Treatment of Candida glabrata and Candida krusei Infections
First-Line Therapy for Invasive Disease/Candidemia
An echinocandin (caspofungin, micafungin, or anidulafungin) is the preferred first-line treatment for both C. glabrata and C. krusei invasive infections and candidemia. 1
Echinocandin Dosing
- Caspofungin: 70 mg loading dose, then 50 mg daily 2, 1
- Micafungin: 100 mg daily 1, 3
- Anidulafungin: 200 mg loading dose, then 100 mg daily 1
Both C. glabrata and C. krusei demonstrate susceptibility to echinocandins, making this class superior to azoles for these species 2. Clinical data from pooled trials show micafungin achieves 73.5% clinical cure rates in C. glabrata/krusei infections, with comparable outcomes across echinocandin agents 3.
Alternative Therapy When Echinocandins Cannot Be Used
Amphotericin B deoxycholate is the preferred alternative, though important species-specific differences exist:
For C. glabrata: 0.7 mg/kg/day 2
Step-Down Oral Therapy
Voriconazole (400 mg twice daily for 2 doses, then 200 mg twice daily) can be used as step-down therapy for selected C. krusei cases once the patient is clinically stable 1. Voriconazole is licensed in Europe for fluconazole-resistant serious invasive Candida infections including C. krusei 2.

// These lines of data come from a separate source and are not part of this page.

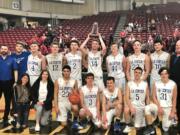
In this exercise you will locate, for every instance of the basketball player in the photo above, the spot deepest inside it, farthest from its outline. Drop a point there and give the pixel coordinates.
(116, 65)
(35, 64)
(62, 88)
(164, 97)
(74, 60)
(111, 105)
(90, 101)
(20, 58)
(55, 61)
(158, 59)
(137, 59)
(95, 58)
(136, 96)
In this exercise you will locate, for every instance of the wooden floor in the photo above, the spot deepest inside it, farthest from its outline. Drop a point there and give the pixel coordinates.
(55, 126)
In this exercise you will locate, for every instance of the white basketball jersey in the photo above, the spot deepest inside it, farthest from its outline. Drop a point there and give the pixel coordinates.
(95, 63)
(137, 93)
(115, 66)
(111, 96)
(158, 61)
(164, 92)
(64, 89)
(90, 96)
(55, 65)
(136, 61)
(34, 65)
(75, 62)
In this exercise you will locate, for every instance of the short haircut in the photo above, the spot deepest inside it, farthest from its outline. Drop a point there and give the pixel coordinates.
(139, 68)
(55, 43)
(110, 78)
(136, 41)
(89, 75)
(66, 67)
(74, 41)
(4, 46)
(158, 41)
(35, 42)
(162, 69)
(96, 40)
(20, 43)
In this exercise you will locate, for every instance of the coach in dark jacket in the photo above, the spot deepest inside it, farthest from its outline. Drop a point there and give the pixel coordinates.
(42, 93)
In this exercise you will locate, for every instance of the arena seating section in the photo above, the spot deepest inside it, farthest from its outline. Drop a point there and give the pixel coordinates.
(79, 28)
(10, 36)
(158, 12)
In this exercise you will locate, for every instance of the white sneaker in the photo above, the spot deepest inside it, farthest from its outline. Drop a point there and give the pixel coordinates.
(37, 128)
(127, 129)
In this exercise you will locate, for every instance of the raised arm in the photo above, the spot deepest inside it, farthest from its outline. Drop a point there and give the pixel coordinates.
(83, 50)
(128, 66)
(146, 67)
(43, 63)
(102, 44)
(56, 88)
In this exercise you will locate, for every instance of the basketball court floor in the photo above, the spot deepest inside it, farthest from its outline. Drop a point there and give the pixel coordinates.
(53, 128)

Critical Adjunctive Measures
Remove central venous catheters as early as possible - this is essential for all patients with candidemia 1, 6. Failure to remove catheters is independently associated with 28-day mortality 3.
Additional required measures include:
- Perform follow-up blood cultures daily or every other day until clearance 1
- Continue treatment for 2 weeks after documented bloodstream clearance and symptom resolution 1
- Perform dilated ophthalmological examination within the first week in all nonneutropenic patients 1
Urinary Tract Infections
When to Treat
Determine whether candiduria represents true infection versus asymptomatic colonization 7, 1. Treatment is warranted for:
- Symptomatic patients 7
- High-risk groups: neutropenic patients, very low birth-weight infants, patients undergoing urologic manipulation 7
Treatment Regimen for C. krusei UTI
Amphotericin B deoxycholate 0.3-0.6 mg/kg daily for 1-7 days is first-line therapy 7, 1. This achieves adequate urinary concentrations and maintains activity against most C. krusei isolates 1.

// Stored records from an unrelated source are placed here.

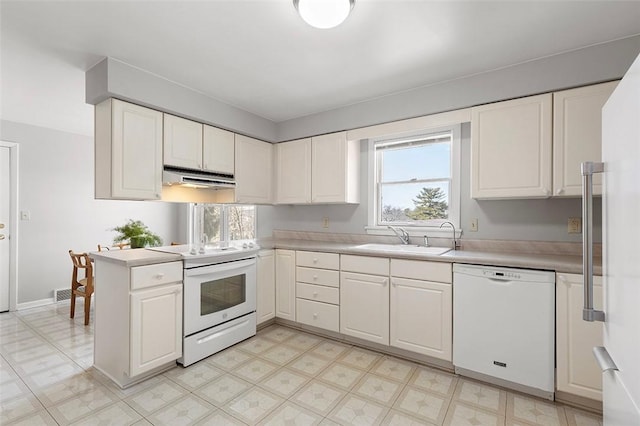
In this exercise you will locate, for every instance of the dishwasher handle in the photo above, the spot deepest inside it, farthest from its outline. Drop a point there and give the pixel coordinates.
(588, 169)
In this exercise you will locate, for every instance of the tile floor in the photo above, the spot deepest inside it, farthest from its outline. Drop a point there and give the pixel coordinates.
(279, 377)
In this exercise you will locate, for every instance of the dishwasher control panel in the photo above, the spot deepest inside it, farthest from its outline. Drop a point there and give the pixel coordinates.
(500, 274)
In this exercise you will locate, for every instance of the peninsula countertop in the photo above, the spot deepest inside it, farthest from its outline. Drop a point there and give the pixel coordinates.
(563, 263)
(135, 257)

Alternative: Amphotericin B bladder irrigation (50 mg/L sterile water daily for 5 days) for cystitis only 7
Duration: 2 weeks for both cystitis and pyelonephritis 7, 1
Essential management steps:
- Remove indwelling bladder catheter if present 7, 1
- Eliminate any urinary tract obstruction 7, 1
- Obtain repeat urine cultures to document clearance 7, 1
Special Populations
Neonates
Amphotericin B deoxycholate is preferred due to low toxicity in this population and lack of pharmacokinetic data for echinocandins in neonates 2, 1.
Hematologic Patients
The treatment algorithm remains the same with echinocandins as first-line therapy, but rapidly remove the catheter regardless of species 1.
Common Pitfalls to Avoid
Never use fluconazole for C. krusei - this species has intrinsic resistance mediated by reduced target enzyme sensitivity 4, 5. The FDA label explicitly states C. krusei should be considered resistant to fluconazole 4.
Exercise caution with fluconazole for C. glabrata - while some success has been reported with high-dose fluconazole (12 mg/kg/day or 800 mg/day), efficacy is only 50% and many isolates are intermediately susceptible or resistant due to upregulation of efflux pumps 2, 4, 5. Resistance in C. glabrata typically involves upregulation of CDR genes resulting in multi-azole resistance 4.
Patient characteristics matter more than drug choice - higher severity of illness, neutropenia, medical admission, and failure to remove catheters are independently associated with worse outcomes, regardless of antifungal selected 3.